# Ziwipeak or Vital Essentials?



## SaharaNight Boxers (Jun 28, 2011)

Ok so our handler will not feed raw whenever Duke goes to shows so I've been looking at alternatives for whenever he goes away. I've found Ziwipeak and Vital Essentials freeze dried as the the only all meat "dry" raw foods so far. My only problem is that Ziwipeak only makes formulas with Venison, Lamb, and Venison and Fish. As far as I know those are pretty rich meats right? He might be transitioned onto beef at the point where he would start eating this so maybe he'd be eating heart. So I'm wondering if you think he'd be ok with Ziwipeak? I don't know about the Vital Essentials yet because she really doesn't believe in raw and has some stuff backwards, so I'm trying to mask it and I'm thinking that might be a little too raw looking, but I'll check. Either way does anyone have any ideas or experiences with either?


----------



## Caty M (Aug 13, 2010)

I'd do pre-made if you could, Ziwi is good but it's SO expensive , here it's around $140 for an 11lb bag. The fish formula might be okay, it's less rich than the other two.


----------



## GoingPostal (Sep 5, 2011)

I use both for my ferrets, the Vital Essentials nibblets might be easier to deal with, they look like big kibbles almost, I have them and the patties, Ziwipeak is like jerky and a little smelly to deal with, would probably be more expensive as well. Lamb should be an easy meat to handle I would think. I have fed the VE to the raw dog in a pinch and she had no problem but never given her the Ziwipeak except for treats.


----------



## whiteleo (Sep 7, 2008)

Love ziwipeak, I use this for the non raw friendly boarding kennels when the dogs have to go which isn't a lot...Hands down Ziwipeak!


----------



## SaharaNight Boxers (Jun 28, 2011)

Ziwipeak is more expensive I believe. I'll have to find out if I can buy it locally. I know I can with the Vital Essentials.


----------



## sozzle (May 18, 2011)

If it's any consolation Ziwipeak costs and arm and a leg here too!


----------



## SaharaNight Boxers (Jun 28, 2011)

Wow that's actually a surprise! I also forgot about RealMeat Pet Food. They have a chicken formula. Any experiences with them? The Real Meat Company


----------



## Celt (Dec 27, 2010)

I've used vital essential as a treat because I can't get the freeze dried stuff in anything other than sample bags.

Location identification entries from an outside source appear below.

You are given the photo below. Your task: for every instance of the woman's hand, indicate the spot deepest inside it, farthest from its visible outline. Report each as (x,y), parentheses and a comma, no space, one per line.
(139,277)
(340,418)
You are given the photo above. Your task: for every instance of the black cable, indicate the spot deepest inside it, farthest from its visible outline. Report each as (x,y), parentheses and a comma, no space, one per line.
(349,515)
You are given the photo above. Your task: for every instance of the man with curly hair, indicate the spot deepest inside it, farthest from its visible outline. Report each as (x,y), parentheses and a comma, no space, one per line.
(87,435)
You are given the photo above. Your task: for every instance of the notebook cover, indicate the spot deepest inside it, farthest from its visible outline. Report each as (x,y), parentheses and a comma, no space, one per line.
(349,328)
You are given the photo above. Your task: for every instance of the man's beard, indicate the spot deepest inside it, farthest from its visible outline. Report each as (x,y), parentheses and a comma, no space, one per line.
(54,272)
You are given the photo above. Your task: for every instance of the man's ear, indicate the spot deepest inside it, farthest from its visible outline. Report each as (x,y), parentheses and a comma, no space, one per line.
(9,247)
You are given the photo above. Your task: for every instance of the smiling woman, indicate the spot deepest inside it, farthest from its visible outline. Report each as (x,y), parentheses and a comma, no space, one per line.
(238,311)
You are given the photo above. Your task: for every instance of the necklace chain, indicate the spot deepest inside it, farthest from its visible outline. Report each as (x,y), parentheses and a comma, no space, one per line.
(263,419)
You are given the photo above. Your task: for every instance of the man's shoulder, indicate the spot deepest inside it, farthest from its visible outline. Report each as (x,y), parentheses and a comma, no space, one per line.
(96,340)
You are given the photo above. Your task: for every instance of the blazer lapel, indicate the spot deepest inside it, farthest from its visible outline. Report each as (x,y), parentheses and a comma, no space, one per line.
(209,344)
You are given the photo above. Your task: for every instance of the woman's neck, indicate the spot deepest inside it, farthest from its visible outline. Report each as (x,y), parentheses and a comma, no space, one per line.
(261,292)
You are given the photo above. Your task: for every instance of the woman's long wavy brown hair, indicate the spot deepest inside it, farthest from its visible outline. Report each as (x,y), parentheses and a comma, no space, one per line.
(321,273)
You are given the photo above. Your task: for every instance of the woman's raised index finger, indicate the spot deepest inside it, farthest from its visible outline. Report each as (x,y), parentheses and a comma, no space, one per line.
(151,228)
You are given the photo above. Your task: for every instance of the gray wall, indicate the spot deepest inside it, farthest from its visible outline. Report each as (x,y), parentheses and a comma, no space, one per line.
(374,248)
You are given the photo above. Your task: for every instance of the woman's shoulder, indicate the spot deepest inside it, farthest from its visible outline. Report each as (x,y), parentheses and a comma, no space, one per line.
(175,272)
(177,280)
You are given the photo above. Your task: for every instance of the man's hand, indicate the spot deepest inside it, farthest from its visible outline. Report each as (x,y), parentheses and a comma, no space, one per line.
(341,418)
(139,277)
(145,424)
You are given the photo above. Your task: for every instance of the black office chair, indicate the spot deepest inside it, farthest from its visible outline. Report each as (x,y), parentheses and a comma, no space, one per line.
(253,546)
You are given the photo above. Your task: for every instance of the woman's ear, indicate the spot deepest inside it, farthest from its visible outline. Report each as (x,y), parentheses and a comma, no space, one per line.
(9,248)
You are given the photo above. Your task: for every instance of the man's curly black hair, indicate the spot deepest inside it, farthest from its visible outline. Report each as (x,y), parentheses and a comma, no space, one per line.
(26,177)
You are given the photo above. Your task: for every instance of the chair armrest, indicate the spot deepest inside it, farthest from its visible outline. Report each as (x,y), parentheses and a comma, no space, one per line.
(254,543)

To me it looks the most like kibble, the soft kind, like in Dog Chow Healthy Morsels or similar large, softish kibble. The smell is pretty much the same too. I don't know about the others, never seen them. But you might be able to pass Vital essential off as kibble with little "rebagging"


----------



## pina (Mar 11, 2013)

Anyone know the difference between air dried (like Ziwi) and freeze dried (like Vital Essentials)? Does one method preserve nutrients better than the other?

Thanks!


----------



## RawPitbulls (Feb 7, 2013)

I like ZiwiPeak


----------



## Jack Monzon (Jul 25, 2010)

I fed Ziwipeak for a few months. Only complaint was I had trouble keeping weight on my dog, and it's obscenely expensive. It is a great value when used as a treat, though, if you have enough dogs to use it up in time.


----------



## indybindy (Jun 17, 2010)

What about sending along some great canned foods? Some of those cans are a bit more "raw-like" and I'm sure the handler wouldn't have a problem with those. Plus, they are a bit cheaper than the ziwipeak. 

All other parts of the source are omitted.